Ce qu’on fait les hôteliers, depuis
quelques années maintenant, c’est mettre des petits mots d’information, soit
dans les salles de bains, soit ailleurs, qui expliquent généralement qu’il ne
faut pas laisser les serviettes par terre sauf si on tient à en avoir des
propres. Explication complétée par un message qui essaye d’inciter au bon
comportement en disant, la plupart du temps, que c’est utile pour l’environnement
et la conservation de l’énergie, en soulignant parfois qu’il s’agit de coopérer
avec la politique écologique de l’hôtel, et, plus rarement, en précisant que l’économie
réalisée va financer quelque chose d’écologique, comme des dons à une
association par exemple. Bref du classique, qui paraît évident et naturel a
priori.
Là-dessus arrive notre
psychologue social de service, qui parvient à mener une expérience dans un hôtel de 190
chambres (d’une grande chaine … Inn) en Arizona. Ils comparent différents
messages : un message du type sus-décrit, utilisé spontanément dans les hôtels ; un message basé sur le ressort de la preuve sociale (qui informe que la
majorité des gens adoptent le comportement prescrit) :
Message « classique » : AIDEZ A SAUVER L’ENVIRONNEMENT. Vous pouvez faire preuve de respect pour la nature et aider à sauver l’environnement en réutilisant vos serviettes durant votre séjour.

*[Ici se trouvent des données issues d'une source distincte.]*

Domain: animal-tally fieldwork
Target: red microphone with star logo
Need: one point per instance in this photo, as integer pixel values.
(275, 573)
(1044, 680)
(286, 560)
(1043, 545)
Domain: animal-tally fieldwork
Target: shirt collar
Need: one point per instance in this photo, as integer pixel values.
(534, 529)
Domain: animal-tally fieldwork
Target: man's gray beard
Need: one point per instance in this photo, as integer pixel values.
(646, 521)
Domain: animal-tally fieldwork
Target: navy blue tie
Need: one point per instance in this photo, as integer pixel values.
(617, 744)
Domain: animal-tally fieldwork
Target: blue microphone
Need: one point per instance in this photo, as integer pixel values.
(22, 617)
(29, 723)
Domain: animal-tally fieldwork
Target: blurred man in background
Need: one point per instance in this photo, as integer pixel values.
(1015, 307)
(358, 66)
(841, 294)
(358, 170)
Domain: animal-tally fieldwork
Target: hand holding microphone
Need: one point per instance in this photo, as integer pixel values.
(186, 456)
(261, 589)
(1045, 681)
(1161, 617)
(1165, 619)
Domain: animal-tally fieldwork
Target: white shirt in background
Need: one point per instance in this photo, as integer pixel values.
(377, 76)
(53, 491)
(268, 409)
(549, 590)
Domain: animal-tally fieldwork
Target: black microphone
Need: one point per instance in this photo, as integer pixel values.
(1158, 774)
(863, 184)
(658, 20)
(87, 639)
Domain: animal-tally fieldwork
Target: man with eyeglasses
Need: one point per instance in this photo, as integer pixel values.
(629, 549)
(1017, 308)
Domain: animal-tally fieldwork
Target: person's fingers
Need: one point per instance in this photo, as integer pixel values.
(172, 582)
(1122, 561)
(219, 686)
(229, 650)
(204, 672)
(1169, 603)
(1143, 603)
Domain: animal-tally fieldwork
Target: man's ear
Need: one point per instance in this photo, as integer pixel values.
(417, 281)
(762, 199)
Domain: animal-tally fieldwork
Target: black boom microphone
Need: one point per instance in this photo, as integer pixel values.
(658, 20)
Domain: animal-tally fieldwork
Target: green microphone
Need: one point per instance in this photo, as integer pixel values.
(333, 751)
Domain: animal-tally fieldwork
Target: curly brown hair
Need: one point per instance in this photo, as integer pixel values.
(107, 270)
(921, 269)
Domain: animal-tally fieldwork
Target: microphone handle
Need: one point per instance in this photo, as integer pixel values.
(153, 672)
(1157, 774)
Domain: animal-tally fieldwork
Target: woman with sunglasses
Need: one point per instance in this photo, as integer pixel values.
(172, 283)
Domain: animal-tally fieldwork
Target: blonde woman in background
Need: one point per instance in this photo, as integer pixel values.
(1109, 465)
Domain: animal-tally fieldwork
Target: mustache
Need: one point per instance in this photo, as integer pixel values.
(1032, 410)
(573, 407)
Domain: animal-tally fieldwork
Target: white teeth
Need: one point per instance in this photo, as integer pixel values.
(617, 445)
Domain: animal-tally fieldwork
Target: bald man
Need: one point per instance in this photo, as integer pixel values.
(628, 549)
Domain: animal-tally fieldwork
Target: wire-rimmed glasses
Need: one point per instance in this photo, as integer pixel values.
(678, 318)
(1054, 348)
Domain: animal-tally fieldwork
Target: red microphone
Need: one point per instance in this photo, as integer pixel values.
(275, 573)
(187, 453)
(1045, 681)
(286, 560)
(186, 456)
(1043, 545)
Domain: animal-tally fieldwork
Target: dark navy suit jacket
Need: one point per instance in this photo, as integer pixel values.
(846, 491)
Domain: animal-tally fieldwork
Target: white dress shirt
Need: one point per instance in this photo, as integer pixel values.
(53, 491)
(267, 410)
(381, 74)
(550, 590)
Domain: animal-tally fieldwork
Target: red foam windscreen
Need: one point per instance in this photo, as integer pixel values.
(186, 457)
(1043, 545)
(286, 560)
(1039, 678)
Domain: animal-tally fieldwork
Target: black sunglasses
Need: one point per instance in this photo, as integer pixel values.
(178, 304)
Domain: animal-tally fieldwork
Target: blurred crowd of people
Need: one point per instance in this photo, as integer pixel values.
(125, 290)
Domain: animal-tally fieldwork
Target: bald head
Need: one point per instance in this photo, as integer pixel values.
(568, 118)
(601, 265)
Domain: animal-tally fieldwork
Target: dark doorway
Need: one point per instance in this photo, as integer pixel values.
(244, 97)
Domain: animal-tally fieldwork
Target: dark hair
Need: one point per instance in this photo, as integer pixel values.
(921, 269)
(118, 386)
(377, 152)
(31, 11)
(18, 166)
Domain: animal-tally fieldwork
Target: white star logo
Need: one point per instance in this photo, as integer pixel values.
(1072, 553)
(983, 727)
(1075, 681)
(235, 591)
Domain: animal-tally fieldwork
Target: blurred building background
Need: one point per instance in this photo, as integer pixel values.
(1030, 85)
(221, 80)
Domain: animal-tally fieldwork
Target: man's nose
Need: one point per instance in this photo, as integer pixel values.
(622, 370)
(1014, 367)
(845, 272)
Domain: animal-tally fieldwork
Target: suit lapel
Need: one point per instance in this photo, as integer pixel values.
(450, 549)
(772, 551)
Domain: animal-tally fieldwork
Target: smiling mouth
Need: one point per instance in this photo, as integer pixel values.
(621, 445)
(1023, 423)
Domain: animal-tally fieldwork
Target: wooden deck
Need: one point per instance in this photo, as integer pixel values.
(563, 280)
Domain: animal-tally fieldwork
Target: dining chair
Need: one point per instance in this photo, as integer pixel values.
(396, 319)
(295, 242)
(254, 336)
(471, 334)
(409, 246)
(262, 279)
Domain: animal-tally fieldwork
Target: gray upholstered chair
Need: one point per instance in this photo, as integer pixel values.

Message « social » : ASSOCIEZ-VOUS AUX AUTRES CLIENTS EN AIDANT A SAUVER L’ENVIRONNEMENT. Près de 75% des clients à qui l’on demande de participer à notre nouveau programme d’économie de ressources aident en utilisant leurs serviettes plus d’une fois. Vous pouvez vous associer à eux et aider à sauver l’environnement en réutilisant vos serviettes durant votre séjour.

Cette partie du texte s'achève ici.